Да разве это жена? Доброго слова от нее не дождешься. В одном только она не промах — каждый год по пять-шесть бычков откармливает. Деньги копит. На что столько? Сёме, сыну? Тот, как женился, сразу ушел из дома. Приходит лишь в гости и то в месяц раз. В разводе Анфиса виновата. Перед женитьбой отрезала единственному сыну: «Приведешь эту черную тряпку — на себя обижайся!» Боялась, наверное, что лишний рот будет в доме. Внука соседская старуха нянчит.

На что жене столько денег? Ходит в одной и той же залатанной фуфайке, на голове всегда черный платок, и в зеркало не смотрится. Да и что там увидит — длинный нос и глубокие морщины? Или, глядя на свое отражение, вспомнит разрезанные подушки, которыми его упрекала?

Подушки стали яблоком раздора вот из-за чего. Их подарила теща, мать Анфисы, которая живет на Украине. Однажды жена сказала ему: «На маминых подушках спишь!»
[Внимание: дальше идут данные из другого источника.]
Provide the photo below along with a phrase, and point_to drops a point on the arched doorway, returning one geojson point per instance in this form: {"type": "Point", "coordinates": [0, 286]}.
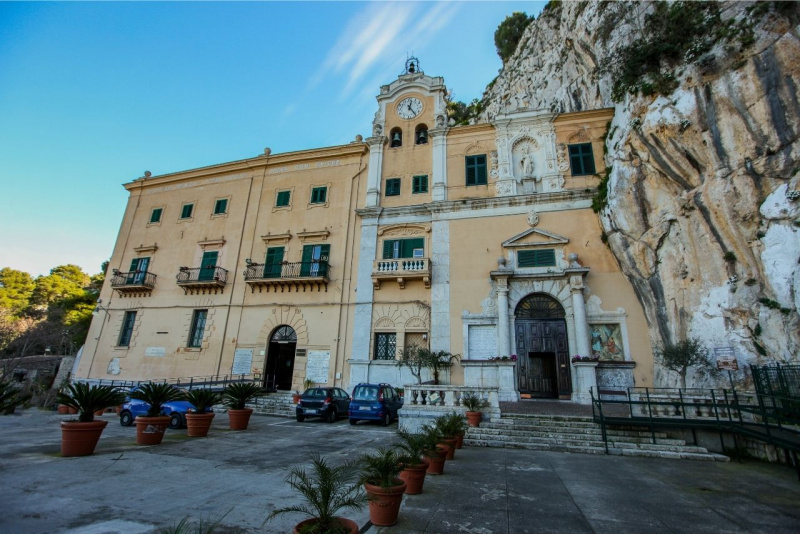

Не выдержал Захар Данилович, хоть и не пьяным был: схватил ножницы и — чик-чик-чик! — обе подушки как под саморезку положил. Мягкими были они — из гусиного пуха. Положишь голову — будто на белых облаках лежишь. Устала, видать, голова, надоели подушки, поэтому и в пух пустил.: летите, гусиные перья, по лесу, к деревьям прилипайте. А там, глядишь, вас птицы заметят, в гнезда перенесут. А гнездо у Киргизова, видите ли, жесткое и холодное — будто из камня.

* * *

Эх, Анфиса, Анфиса, откуда ты взялась?.. Откуда, откуда… Со своего лесничества! Работала техником. Послали ее издалека и осталась из-за будущего мужа. Не попался бы Захарка Киргизов на ее дорогу, ни за кого не вышла. А как выйти — никто не брал. Старой девой была. Но все равно моряка женила на себе. «Ты, — шептала она уже потом, когда была его женой, — закончишь техникум, я тебе деньгами буду помогать»… Скрывать нечего, помогала, как могла, а Захар учился. Сначала все деньги копила мужу, потом сама привыкла к ним, как муха к меду. Жадность границ не знает!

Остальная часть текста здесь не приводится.